El error que se presentó al incrementar el número de participantes en el máximo circuito no se limita a la sobreexplotación de los profesionales del balón, pues existen otros factores, igualmente importantes, que fueron desatendidos al momento de implementar una iniciativa que fue guiada por una voracidad económica mal encaminada, es decir, que ni siquiera resultó efectiva para los objetivos inicialmente propuestos. Temas tan relevantes en el balompié actual, como lo son los derechos de comercialización, se convirtieron en un verdadero dolor de cabeza para los dirigentes, especialmente para los de los equipos que menos convocatoria tienen, y es que ni los medios de comunicación ni los patrocinadores tienen la capacidad o la intención de invertir en escuadras que no poseen una identidad definida y que pueden abandonar la plaza en la que se localizan sin previo aviso y con el consentimiento de las autoridades balompédicas, las cuales, al menos hasta el momento, manejan una lista numerosa de prioridades, sin que en estas podamos hallar el respeto a los aficionados.
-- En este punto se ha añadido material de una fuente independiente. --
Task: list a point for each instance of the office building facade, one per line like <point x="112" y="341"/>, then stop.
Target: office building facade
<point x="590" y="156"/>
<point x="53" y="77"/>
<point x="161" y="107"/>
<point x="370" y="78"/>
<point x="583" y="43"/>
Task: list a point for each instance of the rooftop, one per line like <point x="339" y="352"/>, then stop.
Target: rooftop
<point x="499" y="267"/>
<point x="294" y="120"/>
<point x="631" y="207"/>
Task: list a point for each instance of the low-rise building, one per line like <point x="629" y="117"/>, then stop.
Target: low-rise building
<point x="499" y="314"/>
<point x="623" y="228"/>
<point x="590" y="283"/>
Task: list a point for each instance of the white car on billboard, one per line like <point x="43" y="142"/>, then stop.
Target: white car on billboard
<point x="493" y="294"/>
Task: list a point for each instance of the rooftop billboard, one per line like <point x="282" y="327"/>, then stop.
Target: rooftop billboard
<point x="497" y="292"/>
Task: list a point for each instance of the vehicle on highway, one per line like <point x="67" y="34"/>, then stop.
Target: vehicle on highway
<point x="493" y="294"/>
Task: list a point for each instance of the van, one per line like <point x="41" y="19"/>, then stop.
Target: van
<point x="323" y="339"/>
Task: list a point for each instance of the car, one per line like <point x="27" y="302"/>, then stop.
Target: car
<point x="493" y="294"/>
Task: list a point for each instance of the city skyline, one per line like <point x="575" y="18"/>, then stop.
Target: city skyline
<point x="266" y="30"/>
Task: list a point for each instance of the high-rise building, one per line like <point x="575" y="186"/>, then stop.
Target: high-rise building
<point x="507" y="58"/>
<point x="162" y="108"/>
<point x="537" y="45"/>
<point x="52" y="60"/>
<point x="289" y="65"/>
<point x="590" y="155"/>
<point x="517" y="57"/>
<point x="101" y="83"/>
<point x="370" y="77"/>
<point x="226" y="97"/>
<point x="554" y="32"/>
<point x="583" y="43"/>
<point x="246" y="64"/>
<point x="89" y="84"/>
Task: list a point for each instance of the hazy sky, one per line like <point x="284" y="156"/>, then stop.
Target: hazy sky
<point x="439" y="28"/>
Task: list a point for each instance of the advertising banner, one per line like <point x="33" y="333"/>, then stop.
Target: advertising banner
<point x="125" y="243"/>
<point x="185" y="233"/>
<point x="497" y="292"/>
El primer paso fue dado. Solo queda esperar que el mecanismo empleado para llegar a dicha cifra sea lo mas justo posible y siempre basado en la equidad deportiva, aunque la realidad nos marca que existen escasos elementos para lograr un consenso en el medio futbolístico nacional. En primera instancia, se habla de la posibilidad de que la Federación Mexicana de Futbol adquiera un par de franquicias para enviarlas a la división de ascenso o, en el peor de los casos, desaparecerlas, situación que para no variar tendrá como verdaderas y únicas víctimas a los pocos o muchos fieles seguidores de las instituciones involucradas.